Monorepo Service Mapping

Overview

Rune is built within an existing monorepo that provides shared infrastructure (event system, API scaffolding, model training utilities, data pipeline). This document maps each new Rune component to its position in the monorepo, identifies which existing services it extends or runs alongside, and names the specific integration points.
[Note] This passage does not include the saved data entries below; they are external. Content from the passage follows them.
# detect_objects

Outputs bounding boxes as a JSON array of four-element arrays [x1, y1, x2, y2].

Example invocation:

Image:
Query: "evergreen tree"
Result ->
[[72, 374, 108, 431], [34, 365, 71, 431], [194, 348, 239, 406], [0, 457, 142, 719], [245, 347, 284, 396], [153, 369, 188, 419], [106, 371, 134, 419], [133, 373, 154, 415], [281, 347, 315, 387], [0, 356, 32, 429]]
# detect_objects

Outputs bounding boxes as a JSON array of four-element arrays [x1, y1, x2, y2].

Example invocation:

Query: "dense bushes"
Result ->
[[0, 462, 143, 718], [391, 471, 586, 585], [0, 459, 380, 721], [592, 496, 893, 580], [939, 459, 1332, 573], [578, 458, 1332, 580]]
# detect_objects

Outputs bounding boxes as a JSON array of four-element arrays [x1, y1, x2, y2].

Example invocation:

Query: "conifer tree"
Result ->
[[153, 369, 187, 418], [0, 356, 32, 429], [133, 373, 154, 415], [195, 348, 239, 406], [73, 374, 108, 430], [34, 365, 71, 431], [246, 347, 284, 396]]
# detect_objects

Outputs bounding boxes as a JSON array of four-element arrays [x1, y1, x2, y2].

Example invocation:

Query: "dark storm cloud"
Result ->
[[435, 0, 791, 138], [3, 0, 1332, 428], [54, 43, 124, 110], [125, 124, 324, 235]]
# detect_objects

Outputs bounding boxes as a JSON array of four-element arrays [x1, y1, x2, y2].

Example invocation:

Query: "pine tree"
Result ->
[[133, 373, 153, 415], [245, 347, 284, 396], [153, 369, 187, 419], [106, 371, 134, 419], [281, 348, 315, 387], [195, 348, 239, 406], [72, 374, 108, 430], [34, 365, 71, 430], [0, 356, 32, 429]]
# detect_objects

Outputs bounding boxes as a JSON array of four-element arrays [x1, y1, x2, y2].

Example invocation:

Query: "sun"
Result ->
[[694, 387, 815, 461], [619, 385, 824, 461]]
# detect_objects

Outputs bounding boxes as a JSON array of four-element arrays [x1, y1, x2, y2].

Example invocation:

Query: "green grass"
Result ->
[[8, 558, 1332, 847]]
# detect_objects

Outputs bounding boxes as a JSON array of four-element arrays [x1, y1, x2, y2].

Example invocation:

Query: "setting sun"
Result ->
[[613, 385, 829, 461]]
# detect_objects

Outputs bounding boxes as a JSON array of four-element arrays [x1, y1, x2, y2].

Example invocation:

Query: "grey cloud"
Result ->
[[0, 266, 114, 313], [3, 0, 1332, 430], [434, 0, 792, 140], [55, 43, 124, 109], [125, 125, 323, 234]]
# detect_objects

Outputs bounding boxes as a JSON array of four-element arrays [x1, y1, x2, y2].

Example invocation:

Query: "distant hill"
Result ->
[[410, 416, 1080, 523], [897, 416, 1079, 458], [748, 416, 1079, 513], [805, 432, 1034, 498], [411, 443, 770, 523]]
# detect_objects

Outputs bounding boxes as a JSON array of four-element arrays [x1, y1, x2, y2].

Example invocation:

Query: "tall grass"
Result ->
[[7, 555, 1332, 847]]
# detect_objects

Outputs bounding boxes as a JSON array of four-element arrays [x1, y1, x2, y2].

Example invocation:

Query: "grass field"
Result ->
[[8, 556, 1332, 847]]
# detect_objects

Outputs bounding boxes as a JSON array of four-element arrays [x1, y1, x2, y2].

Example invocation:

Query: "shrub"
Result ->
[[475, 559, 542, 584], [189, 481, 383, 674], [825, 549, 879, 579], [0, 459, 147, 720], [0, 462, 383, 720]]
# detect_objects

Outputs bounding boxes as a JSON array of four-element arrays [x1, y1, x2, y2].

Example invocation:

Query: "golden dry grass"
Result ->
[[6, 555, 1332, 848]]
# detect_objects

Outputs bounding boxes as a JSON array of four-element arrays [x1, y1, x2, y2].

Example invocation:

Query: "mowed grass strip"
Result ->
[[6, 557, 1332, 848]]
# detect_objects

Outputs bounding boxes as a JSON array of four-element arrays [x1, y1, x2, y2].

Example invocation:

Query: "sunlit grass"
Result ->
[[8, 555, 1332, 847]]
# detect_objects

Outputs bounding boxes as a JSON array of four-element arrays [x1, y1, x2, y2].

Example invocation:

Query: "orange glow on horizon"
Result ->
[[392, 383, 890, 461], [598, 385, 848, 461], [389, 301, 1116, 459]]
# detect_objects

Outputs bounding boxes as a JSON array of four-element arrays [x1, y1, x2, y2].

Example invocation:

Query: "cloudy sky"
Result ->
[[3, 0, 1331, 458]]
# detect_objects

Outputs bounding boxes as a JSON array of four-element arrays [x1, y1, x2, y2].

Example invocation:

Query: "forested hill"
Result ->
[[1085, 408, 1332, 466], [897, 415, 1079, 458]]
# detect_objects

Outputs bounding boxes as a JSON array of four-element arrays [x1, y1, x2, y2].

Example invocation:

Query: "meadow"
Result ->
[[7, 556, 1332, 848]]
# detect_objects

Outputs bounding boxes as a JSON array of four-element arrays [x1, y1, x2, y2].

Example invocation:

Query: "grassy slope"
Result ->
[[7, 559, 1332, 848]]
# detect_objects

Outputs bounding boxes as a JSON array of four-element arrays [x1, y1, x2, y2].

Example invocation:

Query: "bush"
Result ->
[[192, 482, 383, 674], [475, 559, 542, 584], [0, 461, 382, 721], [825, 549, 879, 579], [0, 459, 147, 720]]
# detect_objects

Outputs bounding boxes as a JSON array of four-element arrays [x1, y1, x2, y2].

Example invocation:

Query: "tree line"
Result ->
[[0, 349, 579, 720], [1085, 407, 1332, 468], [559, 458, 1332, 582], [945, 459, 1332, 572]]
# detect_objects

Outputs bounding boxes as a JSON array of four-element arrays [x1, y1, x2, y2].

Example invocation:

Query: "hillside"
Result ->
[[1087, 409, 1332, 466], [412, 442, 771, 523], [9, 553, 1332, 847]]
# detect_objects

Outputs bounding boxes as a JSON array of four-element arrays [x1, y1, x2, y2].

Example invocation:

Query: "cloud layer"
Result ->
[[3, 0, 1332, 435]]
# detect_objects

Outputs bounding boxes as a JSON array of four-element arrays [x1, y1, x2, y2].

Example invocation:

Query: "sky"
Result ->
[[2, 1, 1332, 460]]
For the component build order and dependency chain, see Build Order.


Service Mapping

New Services

Rune Service Path Extends / Runs Alongside Integration Points
rune-agent services/rune-agent/ LangGraph state graph (generate → execute → reflect) with 4-phase pipeline (decompose → plan → code → integrate) Consumes libs/adapter-registry for adapter selection; uses libs/inference providers for generation; uses libs/events-py for event publishing; manages sandbox containers via libs/shared
training-svc services/training-svc/ Extends libs/model-training (FastAPI) Consumes PEFT utilities and hypernetwork from model-training; reads adapter corpus from adapter-registry; coordinates GPU via vLLM sleep/wake REST calls managed by scripts/swarm_workers.py
evolution-svc services/evolution-svc/ FastAPI stubs; primary logic in scripts/swarm_evolution.py Reads adapter metadata from adapter-registry; evaluates adapter fitness using held-out test sets; writes promotion/pruning events via libs/events-py

New Libraries

Rune Library Path Extends / New Consumers
adapter-registry libs/adapter-registry/ New (implemented) rune-agent, training-svc, evolution-svc, api-service

Extended Existing Components

Component Path What Changes
model-training libs/model-training/ Hypernetwork (DocToLoraHypernetwork), D2L training pipeline (d2l_train, d2l_data, d2l_probe, d2l_config, d2l_lora, d2l_prep, d2l_mining), TIES/DARE merging (merging.py), QLoRA trainer, PEFT utilities, Sakana D2L integration
api-service services/api-service/ Add REST routes: /adapters (registry CRUD), /sessions (agent session state); new SQLModel tables for session tracking
inference libs/inference/ Provider-agnostic interface (InferenceProvider ABC) with TransformersProvider, LlamaCppProvider, OllamaProvider, VLLMProvider backends and factory for configuration-based selection
shared libs/shared/ Hardware probe, sandbox (SubprocessBackend), checkpoint DB, template loader, Rune data models (CodingSession, SwarmConfig, PipelinePhase), storage utils
evaluation libs/evaluation/ OOD benchmark, fitness scoring, Pass@k metrics, generalization delta

Integration Point Details

adapter-registry (dependency root)

Every Rune component depends on the adapter registry. It provides two interfaces:

Interface Protocol Consumers
Python API (adapter_registry.registry.AdapterRegistry) Direct import (in-process) rune-agent, training-svc, evolution-svc
REST API (via api-service) HTTP External tools, UI, monitoring

The registry owns the SQLite database and the filesystem adapter store. Key exceptions: AdapterAlreadyExistsError, AdapterNotFoundError. See Adapter Storage for schema and path conventions.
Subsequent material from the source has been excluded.